The Client Grievance Form allows residents or their families to formally express concerns or complaints about care. Like the 3613 A form, it serves as a mechanism for documentation and resolution of issues. Both forms prioritize the rights of individuals receiving care and outline processes for reporting and addressing grievances. The Client Grievance Form typically includes a timeline for resolution and follow-up, paralleling the investigative components of the 3613 A form.

The Staff Incident Report is used to document incidents involving staff members within care facilities. This document shares similarities with the 3613 A form in that it captures essential details about the incident, including witnesses and actions taken. Both forms emphasize the importance of thorough documentation to ensure accountability and compliance with facility policies. The Staff Incident Report may also include recommendations for staff training or policy revisions, similar to the action items noted in the 3613 A form.
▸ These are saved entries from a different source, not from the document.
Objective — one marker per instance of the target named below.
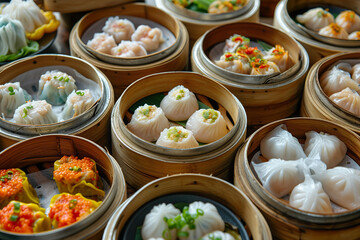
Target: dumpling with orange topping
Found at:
(24, 218)
(73, 175)
(14, 185)
(66, 209)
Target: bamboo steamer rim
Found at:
(280, 8)
(276, 203)
(116, 194)
(92, 17)
(239, 116)
(189, 183)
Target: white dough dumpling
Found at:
(151, 38)
(179, 104)
(207, 125)
(120, 29)
(147, 122)
(177, 137)
(330, 148)
(315, 19)
(279, 143)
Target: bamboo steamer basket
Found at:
(316, 49)
(95, 128)
(143, 161)
(286, 222)
(30, 156)
(197, 27)
(122, 76)
(316, 104)
(263, 103)
(197, 184)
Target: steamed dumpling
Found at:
(179, 104)
(147, 122)
(177, 137)
(315, 19)
(279, 143)
(207, 125)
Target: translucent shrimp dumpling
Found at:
(147, 122)
(120, 29)
(77, 103)
(179, 104)
(154, 225)
(151, 38)
(315, 19)
(128, 49)
(11, 97)
(310, 196)
(348, 20)
(55, 86)
(102, 42)
(207, 125)
(35, 113)
(177, 137)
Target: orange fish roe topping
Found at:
(68, 209)
(17, 217)
(73, 170)
(11, 182)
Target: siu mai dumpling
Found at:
(348, 20)
(177, 137)
(179, 104)
(315, 19)
(207, 125)
(335, 31)
(147, 122)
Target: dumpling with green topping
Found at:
(147, 122)
(11, 97)
(78, 102)
(35, 113)
(177, 137)
(56, 86)
(207, 125)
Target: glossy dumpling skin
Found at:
(147, 122)
(315, 19)
(35, 113)
(120, 29)
(310, 196)
(342, 185)
(279, 143)
(11, 97)
(55, 86)
(179, 104)
(154, 224)
(347, 99)
(207, 125)
(330, 148)
(177, 137)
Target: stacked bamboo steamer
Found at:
(121, 75)
(263, 102)
(315, 48)
(143, 161)
(285, 221)
(317, 104)
(95, 127)
(30, 156)
(197, 185)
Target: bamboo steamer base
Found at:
(122, 76)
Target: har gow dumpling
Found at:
(207, 125)
(177, 137)
(147, 122)
(279, 143)
(55, 87)
(179, 104)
The Medical Incident Report is a document that records incidents related to medical care or treatment errors. Much like the 3613 A form, it collects detailed information about the incident, including the individuals involved and the nature of the medical error. Both forms are designed to ensure that incidents are properly documented and addressed to improve patient safety and care quality. The Medical Incident Report often includes follow-up actions and recommendations for preventing similar incidents in the future, echoing the structure of the 3613 A form.
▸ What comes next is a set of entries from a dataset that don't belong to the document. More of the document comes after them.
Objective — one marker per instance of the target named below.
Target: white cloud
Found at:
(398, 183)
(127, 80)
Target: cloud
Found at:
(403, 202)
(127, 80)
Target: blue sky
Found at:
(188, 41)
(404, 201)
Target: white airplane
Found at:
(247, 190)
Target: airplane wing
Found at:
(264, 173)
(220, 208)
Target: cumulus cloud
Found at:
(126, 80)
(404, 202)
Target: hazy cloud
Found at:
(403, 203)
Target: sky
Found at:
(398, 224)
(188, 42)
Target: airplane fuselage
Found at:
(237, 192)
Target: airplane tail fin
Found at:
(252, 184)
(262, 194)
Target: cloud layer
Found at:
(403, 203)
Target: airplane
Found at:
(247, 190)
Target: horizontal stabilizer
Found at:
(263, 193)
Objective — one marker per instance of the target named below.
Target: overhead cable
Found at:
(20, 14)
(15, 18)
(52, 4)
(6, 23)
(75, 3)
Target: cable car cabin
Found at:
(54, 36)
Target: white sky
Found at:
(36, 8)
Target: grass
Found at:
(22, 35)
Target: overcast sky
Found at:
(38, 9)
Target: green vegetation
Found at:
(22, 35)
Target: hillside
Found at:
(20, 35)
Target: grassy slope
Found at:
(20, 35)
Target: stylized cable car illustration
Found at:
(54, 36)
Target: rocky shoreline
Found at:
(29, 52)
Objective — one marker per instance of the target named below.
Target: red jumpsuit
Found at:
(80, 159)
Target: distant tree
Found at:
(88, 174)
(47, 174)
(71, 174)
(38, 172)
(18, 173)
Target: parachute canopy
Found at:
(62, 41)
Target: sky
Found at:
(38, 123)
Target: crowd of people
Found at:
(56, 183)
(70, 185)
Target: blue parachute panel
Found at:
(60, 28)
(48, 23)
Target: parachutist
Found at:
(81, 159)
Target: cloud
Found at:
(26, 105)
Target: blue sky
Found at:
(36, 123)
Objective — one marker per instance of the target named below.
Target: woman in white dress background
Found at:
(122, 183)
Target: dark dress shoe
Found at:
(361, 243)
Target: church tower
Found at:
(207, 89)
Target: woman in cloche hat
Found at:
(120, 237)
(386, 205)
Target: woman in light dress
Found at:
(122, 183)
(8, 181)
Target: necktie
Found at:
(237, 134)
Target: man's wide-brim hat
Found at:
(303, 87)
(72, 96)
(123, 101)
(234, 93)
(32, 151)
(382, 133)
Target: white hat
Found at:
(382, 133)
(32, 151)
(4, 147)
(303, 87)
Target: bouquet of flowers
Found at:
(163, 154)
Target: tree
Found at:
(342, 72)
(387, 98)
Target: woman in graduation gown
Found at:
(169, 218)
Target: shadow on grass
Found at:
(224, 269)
The Compliance Report is utilized by facilities to ensure adherence to regulatory standards and best practices. This document, similar to the 3613 A form, collects information about compliance-related incidents and actions taken to address them. Both forms are essential for maintaining accountability and transparency within care settings. The Compliance Report typically includes sections for corrective actions and timelines for implementation, akin to the post-investigation actions outlined in the 3613 A form.